Sollte das Vereinigte Königreich wie nun vorgesehen am 31. Oktober aus der EU ausscheiden, wird die Anzahl der EU-Parlamentarier reduziert und Frankreich und Spanien erhalten jeweils fünf zusätzliche Abgeordnete, Italien und die Niederlande je drei, Irland zwei und neun weitere Länder einen zusätzlichen EP-Sitz.
Mit Glanz und Gloria untergehen
Die Wahlen in Großbritannien werden unter besonderer Beobachtung stehen. Denn sie werden vor allem als Gradmesser für ein eventuelles zweites Austrittsreferendum gelten, über dessen Abhaltung die britische Premierministerin Theresa May abstimmen lassen will. Ihre konservativen Tories aber, so zeigen es jüngste Umfragen, dürften bei den EU-Wahlen mit Glanz und Gloria untergehen. Gerade einmal 11 Prozent würden demnach auf die May-Partei entfallen. Großer Gewinner wird der EU-Gegner Nigel Farage sein, der mit seiner neuen Brexit-Partei mit 34 Prozent weit vor der zweitplatzierten Labour-Partei (21 Prozent) liegen würde. Der dritte Platz ginge der Umfrage der Zeitung The Observer zufolge mit 12 Prozent an die Liberalen.
Mit den Europawahlen soll ebenfalls der Kandidat für die Nachfolge von EU-Kommissionspräsident Jean-Claude Juncker bestimmt werden. Die größten Parteien haben dazu wie 2014 bereits Spitzenkandidaten aufgestellt.

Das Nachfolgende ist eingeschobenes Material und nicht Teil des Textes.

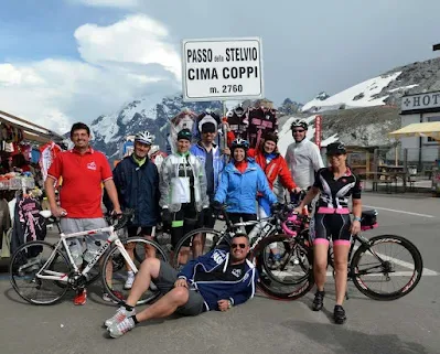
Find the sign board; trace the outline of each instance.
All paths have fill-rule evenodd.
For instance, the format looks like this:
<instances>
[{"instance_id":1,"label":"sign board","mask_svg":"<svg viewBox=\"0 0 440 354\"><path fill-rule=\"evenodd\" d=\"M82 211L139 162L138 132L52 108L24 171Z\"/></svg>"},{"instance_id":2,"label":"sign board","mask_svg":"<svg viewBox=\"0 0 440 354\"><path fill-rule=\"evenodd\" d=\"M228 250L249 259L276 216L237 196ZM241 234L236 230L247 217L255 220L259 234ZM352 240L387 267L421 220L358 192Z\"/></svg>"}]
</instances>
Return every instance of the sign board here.
<instances>
[{"instance_id":1,"label":"sign board","mask_svg":"<svg viewBox=\"0 0 440 354\"><path fill-rule=\"evenodd\" d=\"M440 92L401 97L401 111L439 108Z\"/></svg>"},{"instance_id":2,"label":"sign board","mask_svg":"<svg viewBox=\"0 0 440 354\"><path fill-rule=\"evenodd\" d=\"M314 117L314 143L321 149L322 116Z\"/></svg>"},{"instance_id":3,"label":"sign board","mask_svg":"<svg viewBox=\"0 0 440 354\"><path fill-rule=\"evenodd\" d=\"M259 37L182 41L183 100L262 98Z\"/></svg>"}]
</instances>

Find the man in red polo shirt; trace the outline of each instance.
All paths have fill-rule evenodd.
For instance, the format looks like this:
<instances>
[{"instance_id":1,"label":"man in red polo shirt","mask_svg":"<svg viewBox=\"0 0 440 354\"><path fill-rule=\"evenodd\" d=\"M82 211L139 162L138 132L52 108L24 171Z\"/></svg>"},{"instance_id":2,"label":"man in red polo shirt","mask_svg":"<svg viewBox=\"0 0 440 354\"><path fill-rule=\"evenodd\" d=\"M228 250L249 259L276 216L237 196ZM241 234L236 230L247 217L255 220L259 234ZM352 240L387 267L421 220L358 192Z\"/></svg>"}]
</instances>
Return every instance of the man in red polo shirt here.
<instances>
[{"instance_id":1,"label":"man in red polo shirt","mask_svg":"<svg viewBox=\"0 0 440 354\"><path fill-rule=\"evenodd\" d=\"M64 233L77 233L87 229L106 227L103 217L101 197L104 183L108 196L114 205L114 213L121 213L118 194L112 181L110 165L104 153L89 146L90 129L83 122L76 122L71 129L71 139L75 147L60 153L47 171L44 187L54 216L61 217L61 227ZM60 206L55 200L54 181L63 179L60 192ZM86 237L87 251L84 260L90 261L100 245L97 240L106 240L108 235L96 234ZM99 244L99 243L98 243ZM69 239L69 250L75 264L83 265L83 244L81 238ZM86 303L86 290L79 290L75 296L75 304ZM104 293L104 300L110 301Z\"/></svg>"}]
</instances>

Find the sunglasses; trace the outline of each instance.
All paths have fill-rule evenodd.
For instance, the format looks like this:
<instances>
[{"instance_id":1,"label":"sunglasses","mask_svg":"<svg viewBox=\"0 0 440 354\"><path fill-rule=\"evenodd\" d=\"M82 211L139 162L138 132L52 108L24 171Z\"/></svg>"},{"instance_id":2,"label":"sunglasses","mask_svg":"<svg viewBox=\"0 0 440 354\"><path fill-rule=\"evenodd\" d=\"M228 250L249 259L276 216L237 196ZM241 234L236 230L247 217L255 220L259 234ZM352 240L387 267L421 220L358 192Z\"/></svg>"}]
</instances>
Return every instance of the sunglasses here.
<instances>
[{"instance_id":1,"label":"sunglasses","mask_svg":"<svg viewBox=\"0 0 440 354\"><path fill-rule=\"evenodd\" d=\"M331 157L340 157L340 155L343 155L343 154L344 154L343 152L331 152L331 153L328 153L326 155L329 158L331 158Z\"/></svg>"},{"instance_id":2,"label":"sunglasses","mask_svg":"<svg viewBox=\"0 0 440 354\"><path fill-rule=\"evenodd\" d=\"M233 249L236 249L236 248L246 248L246 245L245 244L232 244L230 245L230 247L233 247Z\"/></svg>"}]
</instances>

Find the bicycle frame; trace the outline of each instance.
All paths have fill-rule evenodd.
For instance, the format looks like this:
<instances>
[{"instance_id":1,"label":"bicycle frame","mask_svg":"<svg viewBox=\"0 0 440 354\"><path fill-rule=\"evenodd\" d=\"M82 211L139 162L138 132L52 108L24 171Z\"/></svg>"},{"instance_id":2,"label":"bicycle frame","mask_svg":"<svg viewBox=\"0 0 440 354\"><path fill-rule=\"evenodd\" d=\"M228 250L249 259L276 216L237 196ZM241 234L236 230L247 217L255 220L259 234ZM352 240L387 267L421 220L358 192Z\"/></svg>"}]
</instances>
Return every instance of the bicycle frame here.
<instances>
[{"instance_id":1,"label":"bicycle frame","mask_svg":"<svg viewBox=\"0 0 440 354\"><path fill-rule=\"evenodd\" d=\"M78 267L75 265L75 261L72 257L72 253L67 245L67 239L74 238L74 237L87 236L87 235L95 235L95 234L99 234L99 233L108 233L109 236L106 239L105 244L98 249L97 254L90 260L90 262L87 265L87 267L85 267L83 269L83 271L79 271ZM68 275L45 269L45 267L47 267L47 265L50 265L52 262L52 260L54 259L56 251L64 248L67 254L68 261L71 262L71 266L73 267L75 273L81 273L82 276L86 277L87 273L90 271L90 269L96 265L96 262L100 259L100 257L106 253L106 250L112 244L115 244L118 247L119 251L121 253L122 257L125 258L125 260L127 261L129 267L135 272L138 272L137 267L135 266L135 264L131 260L130 256L128 255L126 248L124 247L121 240L119 239L118 234L115 232L115 226L107 226L107 227L90 229L90 230L86 230L86 232L72 233L72 234L61 233L60 240L57 242L55 249L52 251L49 259L45 261L43 267L39 270L39 272L35 276L40 279L57 280L57 281L62 281L62 282L67 282L69 279ZM49 276L43 275L43 272L47 273Z\"/></svg>"}]
</instances>

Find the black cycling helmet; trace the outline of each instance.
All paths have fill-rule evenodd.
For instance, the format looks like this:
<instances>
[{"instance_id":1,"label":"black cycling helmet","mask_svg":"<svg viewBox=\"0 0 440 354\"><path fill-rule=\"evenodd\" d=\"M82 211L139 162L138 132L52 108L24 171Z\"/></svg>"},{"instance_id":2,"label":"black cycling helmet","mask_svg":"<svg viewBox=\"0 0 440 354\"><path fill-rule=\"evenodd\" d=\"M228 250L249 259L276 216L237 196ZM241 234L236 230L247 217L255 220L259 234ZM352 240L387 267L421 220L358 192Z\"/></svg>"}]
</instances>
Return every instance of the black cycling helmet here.
<instances>
[{"instance_id":1,"label":"black cycling helmet","mask_svg":"<svg viewBox=\"0 0 440 354\"><path fill-rule=\"evenodd\" d=\"M191 139L193 138L193 135L191 133L190 129L182 129L181 131L179 131L178 133L178 141L181 139L185 139L189 140L191 142Z\"/></svg>"},{"instance_id":2,"label":"black cycling helmet","mask_svg":"<svg viewBox=\"0 0 440 354\"><path fill-rule=\"evenodd\" d=\"M346 154L346 149L343 142L332 142L326 146L326 152L325 154L332 155L332 154Z\"/></svg>"},{"instance_id":3,"label":"black cycling helmet","mask_svg":"<svg viewBox=\"0 0 440 354\"><path fill-rule=\"evenodd\" d=\"M308 130L309 126L308 126L308 124L304 120L296 119L290 125L290 129L291 130L293 130L294 128L303 128L304 130Z\"/></svg>"},{"instance_id":4,"label":"black cycling helmet","mask_svg":"<svg viewBox=\"0 0 440 354\"><path fill-rule=\"evenodd\" d=\"M230 146L230 150L234 151L234 149L236 148L242 148L245 151L249 150L249 141L247 141L246 139L242 139L242 138L237 138L233 141L232 146Z\"/></svg>"}]
</instances>

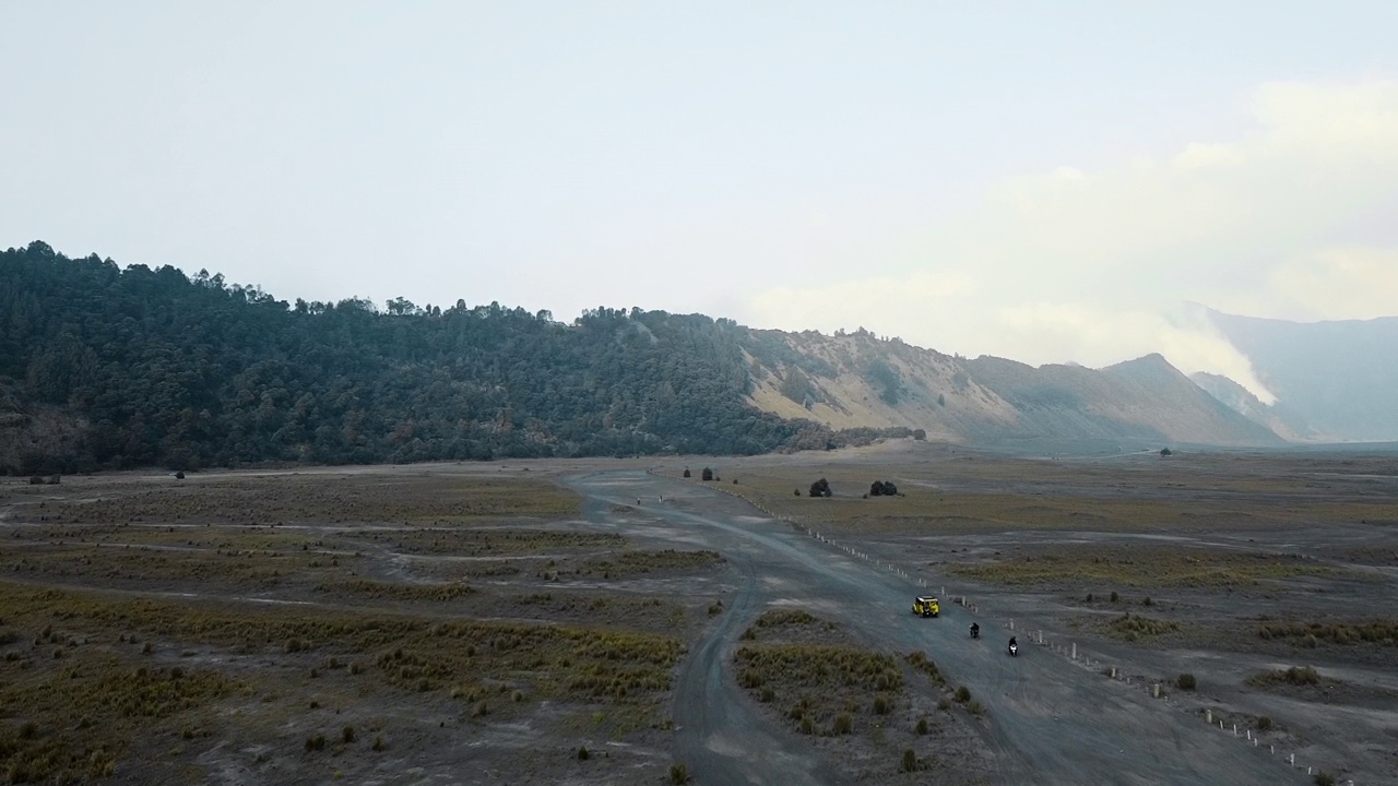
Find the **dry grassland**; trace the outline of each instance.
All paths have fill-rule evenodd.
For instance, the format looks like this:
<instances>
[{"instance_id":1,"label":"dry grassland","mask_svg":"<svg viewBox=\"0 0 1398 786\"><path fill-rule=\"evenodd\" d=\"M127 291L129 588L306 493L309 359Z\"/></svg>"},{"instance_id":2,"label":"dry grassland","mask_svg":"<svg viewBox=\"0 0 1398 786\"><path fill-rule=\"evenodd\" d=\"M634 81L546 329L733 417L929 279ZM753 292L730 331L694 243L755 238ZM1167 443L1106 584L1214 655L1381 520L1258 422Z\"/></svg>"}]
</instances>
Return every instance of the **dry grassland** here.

Der Kandidat der stärksten Fraktion soll den Vortritt haben. Voraussichtlich dürfte dies der Deutsche Manfred Weber der Europäischen Volkspartei sein. Allerdings muss er im künftigen EP eine Mehrheit auf sich vereinen können.
Neben ihm treten auch noch der erste Vizepräsident der EU-Kommission, der Niederländer Frans Timmermans für die Sozialdemokraten, Jan Zahradil für die Fraktion Europäische Konservative und Reformer, Margrethe Vestager für die Liberalen, Ska Keller und Bas Eickhout für die Grünen sowie Nico Cué für die Linken an.
Bereits am Dienstag nach der Wahl wollen sich die EU-Staats- und Regierungschefs in Brüssel treffen, um vor allem auch über diese Personalie zu diskutieren. Denn nachdem das nun austretende EP ihnen 2014 den Kommissionspräsidenten aufgezwungen hatte, wollen sie dieses Mal wieder das Heft des Handelns in der Hand behalten.